Uh huh. The shield wouldn’t have been completed until 2012, meaning that Iran would have 3 more years to make progress before our defense goes on line. But we’re canceling the project because Iran hasn’t posed enough of a threat as of September 2009? Not buying it.
Here’s the real reason:
The Bush plan infuriated the Kremlin, which argued the system was a potential threat to its own intercontinental ballistic missiles. U.S. officials repeatedly insisted the location and limited scale of the system — a radar site in the Czech Republic and 10 interceptor missiles in Poland — posed no threat to Russian strategic arms.
The Obama administration’s assessment concludes that U.S. allies in Europe, including members of the North Atlantic Treaty Organization, face a more immediate threat from Iran’s short- and medium-range missiles and will order a shift towards the development of regional missile defenses for the Continent, according to people familiar with the matter. Such systems would be far less controversial.
Critics of the shift are bound to view it as a gesture to win Russian cooperation with U.S.-led efforts to seek new economic sanctions on Iran if Tehran doesn’t abandon its nuclear program. Russia, a permanent member of the U.N. Security Council, has opposed efforts to impose fresh sanctions on Tehran.
Barack Obama is a liberal Democrat. What self-respecting liberal Democrat doesn’t abandon America’s national security priorities in order to appease a country that works against us every opportunity it gets?
We’re going to abandon a missile defense shield in Europe, a crucial aspect of our national defense system, in order to win Russian support on economic sanctions against Iran that won’t work? Only the Obama Administration could look at that scenario and find it attractive.
But the decision to shelve the defense system is all but certain to raise alarms in Eastern Europe, where officials have expressed concerns that the White House’s effort to “reset” relations with Moscow would come at the expense of U.S. allies in the former Soviet bloc. “The Poles are nervous,” said a senior U.S. military official.
I don’t blame them. Obama is on a mission to appease every unfriendly nation, even at the expense of our staunchest allies. His administration has spent months condemning Israel for its settlements in order to improve chances of sitting down for talks with Iran.
Last week, Russian Foreign Minister Sergei Lavrov said he expected the Obama administration to drop the missile-defense plans. He said that Moscow wouldn’t view the move as a concession but rather a reversal of a mistaken Bush-era policy.
Still, the decision is likely to be seen in Russia as a victory for the Kremlin. Russian President Dmitry Medvedev will meet with Mr. Obama at next week’s meetings of the U.N. General Assembly and Group of 20 industrialized and developing nations.
Of course Russia sees the shield as a “mistaken” policy. Russia is helping Iran build its nuclear weapons system and wants a powerful ally in the Middle East. Not only is it a strategic victory for the Kremlin, but a propaganda victory too.
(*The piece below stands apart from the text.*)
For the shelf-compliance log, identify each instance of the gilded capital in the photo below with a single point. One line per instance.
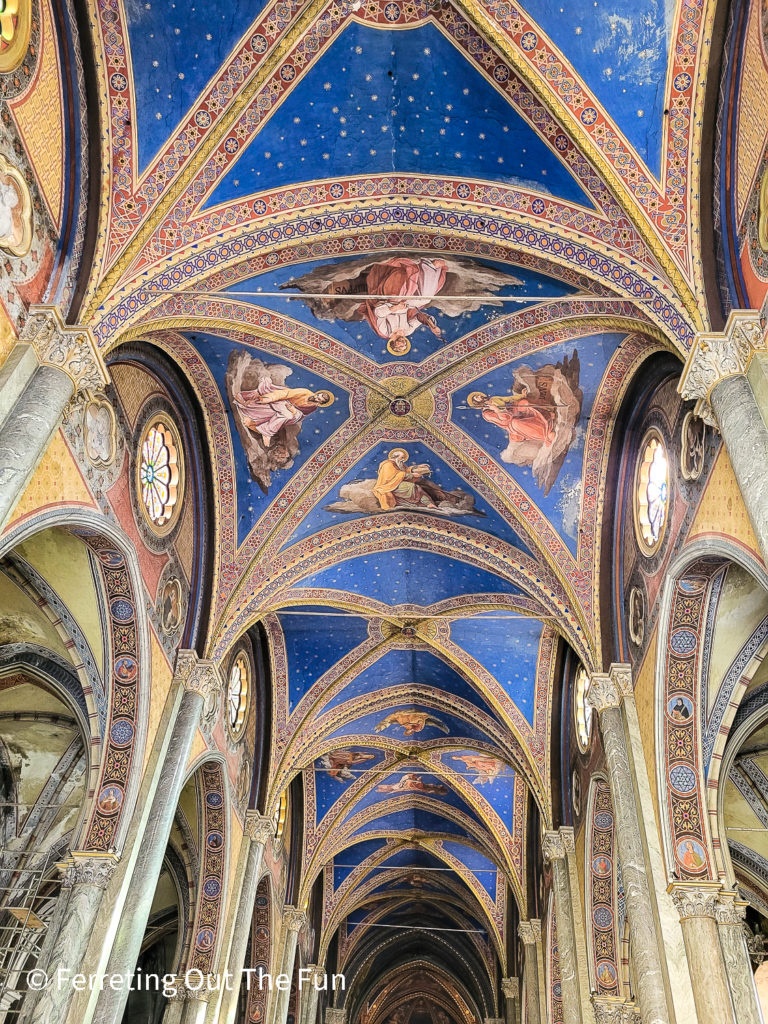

European analysts said the administration would be forced to work hard to convince both sides the decision wasn’t made to curry favor with Moscow and, instead, relied only on the program’s technical merits and analysis of Iran’s missile capabilities.
Actually, Obama’s going to have a bigger issue: Convincing the American people that he didn’t abandon their national security priorities in order to appease Moscow, which is of course exactly what he did.